Susan Rasky and J. Bradford DeLong (2006): Twelve Things Economists Need to Remember to Be Helpful Journalistic Sources: Reprint from 2006
Liveblogging World War II: January 6, 1944

Susan Rasky, 1952-2013

Well, I am depressed: I have just returned from shoveling my three shovels full of earth into the grave and onto the coffin of my friend, coauthor, and colleague, Berkeley Journalism School Professor Susan Rasky.

The LORD giveth, and the LORD taketh away: blessed be the name of the LORD.

She told their students to get on Twitter, and to replace their Blackberries with iPhones.

She talked about how in 1981 she had a hard time getting her editor at... Reuters?... to pass her stories about what was really going down with the Reagan administration's budget. "Why isn't the Washington Post reporting this?" They would ask her. She found out why at the very end of 1982, when Post honcho William Grieder published his "Education of David Stockman" in the Atlantic Monthly--saying much of what she had been trying to say, and what the Post had not been saying, in 1981.

Her type of substance-based policy-focused reporting on what government did and how public choices affected the lives of real live people was going against the current for her career.
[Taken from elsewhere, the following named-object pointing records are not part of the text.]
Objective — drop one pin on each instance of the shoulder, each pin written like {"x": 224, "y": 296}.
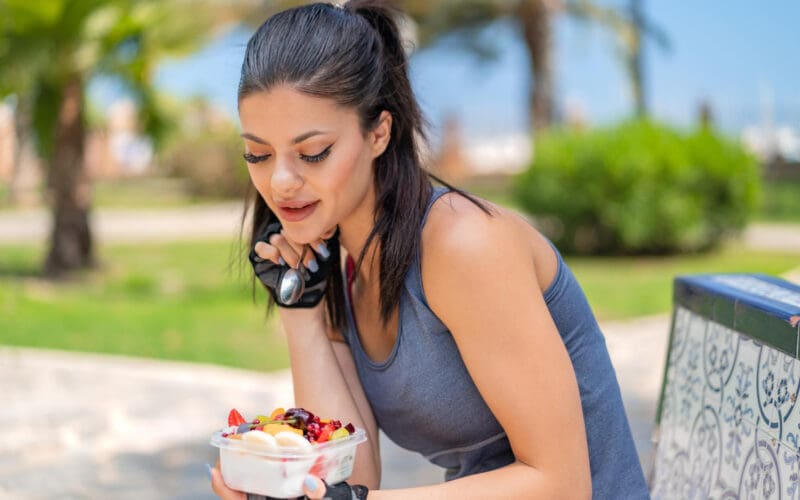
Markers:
{"x": 464, "y": 250}
{"x": 459, "y": 231}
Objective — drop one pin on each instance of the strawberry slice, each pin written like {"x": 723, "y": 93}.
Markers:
{"x": 235, "y": 418}
{"x": 318, "y": 468}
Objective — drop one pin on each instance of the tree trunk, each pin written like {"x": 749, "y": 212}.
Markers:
{"x": 636, "y": 63}
{"x": 537, "y": 30}
{"x": 71, "y": 240}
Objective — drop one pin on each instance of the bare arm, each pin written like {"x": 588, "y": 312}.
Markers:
{"x": 485, "y": 290}
{"x": 326, "y": 382}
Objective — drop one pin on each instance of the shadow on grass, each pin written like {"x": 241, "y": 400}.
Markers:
{"x": 18, "y": 271}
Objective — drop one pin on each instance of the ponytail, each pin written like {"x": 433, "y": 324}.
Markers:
{"x": 353, "y": 55}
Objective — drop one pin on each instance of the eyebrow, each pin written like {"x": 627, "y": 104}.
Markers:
{"x": 297, "y": 140}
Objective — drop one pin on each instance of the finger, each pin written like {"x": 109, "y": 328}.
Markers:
{"x": 329, "y": 233}
{"x": 221, "y": 489}
{"x": 322, "y": 250}
{"x": 287, "y": 251}
{"x": 268, "y": 252}
{"x": 313, "y": 487}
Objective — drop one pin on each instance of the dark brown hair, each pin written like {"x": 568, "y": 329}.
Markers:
{"x": 353, "y": 55}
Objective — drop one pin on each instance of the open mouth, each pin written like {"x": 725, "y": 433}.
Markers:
{"x": 295, "y": 214}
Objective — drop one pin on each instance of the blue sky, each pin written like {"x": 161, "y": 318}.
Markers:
{"x": 736, "y": 54}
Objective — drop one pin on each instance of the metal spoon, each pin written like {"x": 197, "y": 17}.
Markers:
{"x": 292, "y": 283}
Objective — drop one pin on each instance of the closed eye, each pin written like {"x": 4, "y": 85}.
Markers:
{"x": 251, "y": 158}
{"x": 317, "y": 158}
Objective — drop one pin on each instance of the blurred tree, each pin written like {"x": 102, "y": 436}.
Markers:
{"x": 535, "y": 18}
{"x": 630, "y": 27}
{"x": 49, "y": 51}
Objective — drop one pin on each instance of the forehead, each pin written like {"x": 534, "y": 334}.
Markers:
{"x": 283, "y": 113}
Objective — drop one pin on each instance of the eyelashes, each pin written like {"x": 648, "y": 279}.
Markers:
{"x": 251, "y": 158}
{"x": 317, "y": 158}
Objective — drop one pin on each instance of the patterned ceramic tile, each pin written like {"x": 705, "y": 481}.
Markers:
{"x": 726, "y": 405}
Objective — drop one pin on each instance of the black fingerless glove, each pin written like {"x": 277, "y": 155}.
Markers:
{"x": 343, "y": 491}
{"x": 271, "y": 274}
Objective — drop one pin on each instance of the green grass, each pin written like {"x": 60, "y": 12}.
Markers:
{"x": 180, "y": 300}
{"x": 176, "y": 301}
{"x": 625, "y": 287}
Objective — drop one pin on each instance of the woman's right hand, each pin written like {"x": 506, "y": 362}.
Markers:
{"x": 274, "y": 254}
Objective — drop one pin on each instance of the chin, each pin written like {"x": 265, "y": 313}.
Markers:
{"x": 302, "y": 232}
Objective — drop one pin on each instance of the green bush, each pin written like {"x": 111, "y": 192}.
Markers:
{"x": 638, "y": 187}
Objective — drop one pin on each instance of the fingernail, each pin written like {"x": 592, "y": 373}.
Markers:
{"x": 322, "y": 250}
{"x": 311, "y": 483}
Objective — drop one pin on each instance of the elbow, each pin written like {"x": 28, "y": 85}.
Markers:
{"x": 583, "y": 487}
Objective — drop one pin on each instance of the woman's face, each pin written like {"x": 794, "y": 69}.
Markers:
{"x": 308, "y": 159}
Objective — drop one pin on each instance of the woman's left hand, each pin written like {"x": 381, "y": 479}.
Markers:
{"x": 314, "y": 488}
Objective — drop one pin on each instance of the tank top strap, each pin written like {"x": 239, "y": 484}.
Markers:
{"x": 437, "y": 193}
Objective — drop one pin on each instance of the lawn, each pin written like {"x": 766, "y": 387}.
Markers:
{"x": 178, "y": 301}
{"x": 625, "y": 287}
{"x": 185, "y": 301}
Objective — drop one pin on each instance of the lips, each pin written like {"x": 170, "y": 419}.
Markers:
{"x": 295, "y": 211}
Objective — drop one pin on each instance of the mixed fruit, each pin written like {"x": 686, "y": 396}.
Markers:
{"x": 295, "y": 428}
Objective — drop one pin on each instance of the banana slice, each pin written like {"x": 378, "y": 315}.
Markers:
{"x": 261, "y": 438}
{"x": 291, "y": 440}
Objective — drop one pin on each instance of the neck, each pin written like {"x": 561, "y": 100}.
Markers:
{"x": 353, "y": 233}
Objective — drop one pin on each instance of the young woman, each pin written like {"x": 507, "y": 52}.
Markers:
{"x": 455, "y": 327}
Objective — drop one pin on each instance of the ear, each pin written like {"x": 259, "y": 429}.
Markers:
{"x": 381, "y": 134}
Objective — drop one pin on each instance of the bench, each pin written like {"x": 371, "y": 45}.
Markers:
{"x": 728, "y": 419}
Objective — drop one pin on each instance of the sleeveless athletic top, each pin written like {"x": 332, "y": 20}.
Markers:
{"x": 424, "y": 399}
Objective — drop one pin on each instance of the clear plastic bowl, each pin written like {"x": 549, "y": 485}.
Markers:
{"x": 279, "y": 473}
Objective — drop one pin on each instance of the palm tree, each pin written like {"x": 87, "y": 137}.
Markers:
{"x": 535, "y": 17}
{"x": 49, "y": 51}
{"x": 630, "y": 26}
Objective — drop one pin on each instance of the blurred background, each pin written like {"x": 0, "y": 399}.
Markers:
{"x": 647, "y": 139}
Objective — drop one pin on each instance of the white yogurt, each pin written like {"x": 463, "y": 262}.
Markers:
{"x": 248, "y": 466}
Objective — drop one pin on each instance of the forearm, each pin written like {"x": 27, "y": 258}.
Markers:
{"x": 320, "y": 386}
{"x": 516, "y": 480}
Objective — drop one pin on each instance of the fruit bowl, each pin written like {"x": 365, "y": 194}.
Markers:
{"x": 254, "y": 461}
{"x": 279, "y": 472}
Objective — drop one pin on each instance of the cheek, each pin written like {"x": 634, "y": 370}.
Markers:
{"x": 351, "y": 176}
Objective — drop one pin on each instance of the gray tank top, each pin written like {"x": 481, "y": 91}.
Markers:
{"x": 424, "y": 399}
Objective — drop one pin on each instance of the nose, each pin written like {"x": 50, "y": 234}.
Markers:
{"x": 285, "y": 178}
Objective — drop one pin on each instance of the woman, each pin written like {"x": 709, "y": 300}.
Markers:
{"x": 459, "y": 331}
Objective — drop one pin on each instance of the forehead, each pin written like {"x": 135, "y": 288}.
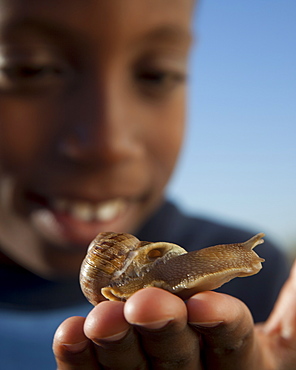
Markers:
{"x": 95, "y": 19}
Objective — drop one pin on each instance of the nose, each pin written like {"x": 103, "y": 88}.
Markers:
{"x": 101, "y": 128}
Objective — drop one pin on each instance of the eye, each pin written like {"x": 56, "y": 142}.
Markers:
{"x": 160, "y": 82}
{"x": 32, "y": 70}
{"x": 160, "y": 79}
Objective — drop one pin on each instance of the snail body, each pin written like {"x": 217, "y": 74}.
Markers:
{"x": 117, "y": 265}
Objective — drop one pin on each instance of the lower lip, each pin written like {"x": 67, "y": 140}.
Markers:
{"x": 66, "y": 231}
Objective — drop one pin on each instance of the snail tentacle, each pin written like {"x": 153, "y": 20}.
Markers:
{"x": 117, "y": 265}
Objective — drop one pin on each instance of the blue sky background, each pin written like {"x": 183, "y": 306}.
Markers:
{"x": 239, "y": 159}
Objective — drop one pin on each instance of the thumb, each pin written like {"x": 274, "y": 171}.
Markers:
{"x": 282, "y": 320}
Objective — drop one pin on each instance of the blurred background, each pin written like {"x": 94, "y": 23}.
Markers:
{"x": 239, "y": 159}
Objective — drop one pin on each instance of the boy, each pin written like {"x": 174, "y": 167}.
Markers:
{"x": 92, "y": 118}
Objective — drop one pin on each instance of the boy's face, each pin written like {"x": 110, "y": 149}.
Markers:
{"x": 92, "y": 101}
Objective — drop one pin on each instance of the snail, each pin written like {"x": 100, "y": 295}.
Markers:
{"x": 118, "y": 264}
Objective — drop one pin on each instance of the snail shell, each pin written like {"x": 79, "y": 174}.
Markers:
{"x": 117, "y": 265}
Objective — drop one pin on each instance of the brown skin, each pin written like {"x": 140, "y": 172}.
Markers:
{"x": 96, "y": 112}
{"x": 104, "y": 119}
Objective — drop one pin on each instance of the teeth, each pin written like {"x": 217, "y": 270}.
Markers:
{"x": 108, "y": 210}
{"x": 84, "y": 211}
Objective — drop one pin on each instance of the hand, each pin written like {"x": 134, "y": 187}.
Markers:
{"x": 151, "y": 330}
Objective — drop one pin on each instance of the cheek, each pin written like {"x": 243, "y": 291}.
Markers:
{"x": 24, "y": 133}
{"x": 166, "y": 142}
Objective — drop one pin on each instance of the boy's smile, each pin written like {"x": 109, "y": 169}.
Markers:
{"x": 92, "y": 115}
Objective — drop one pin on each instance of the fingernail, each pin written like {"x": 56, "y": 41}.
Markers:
{"x": 209, "y": 324}
{"x": 154, "y": 324}
{"x": 115, "y": 337}
{"x": 76, "y": 347}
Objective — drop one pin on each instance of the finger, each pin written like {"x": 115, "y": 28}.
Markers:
{"x": 72, "y": 349}
{"x": 117, "y": 345}
{"x": 283, "y": 317}
{"x": 161, "y": 320}
{"x": 227, "y": 331}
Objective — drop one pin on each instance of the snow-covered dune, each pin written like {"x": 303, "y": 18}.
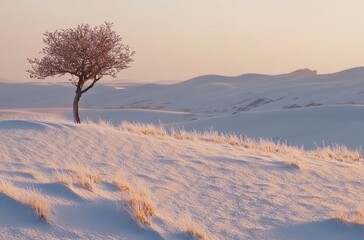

But with good humor and extraordinary energy she trained a generation of Journalism School students to do their jobs in the world that Teddy White made, and later apologized for making--the world in which government and politics are not how we the people make our collective choices, but the All-in Game-Change Double-Down world in which the protagonists are politicians engaged in a zero-sum sporting event, and in which reporting consists of game play-by-play plus celebrity gossip involving much uglier people than you find in Hollywood.

If she were here, and if I could tell her that Ezra Klein hopes to get north of $10 million to do the kind of reporting that she did of OBRA-81 and OBRA-90, she would laugh and be pleased.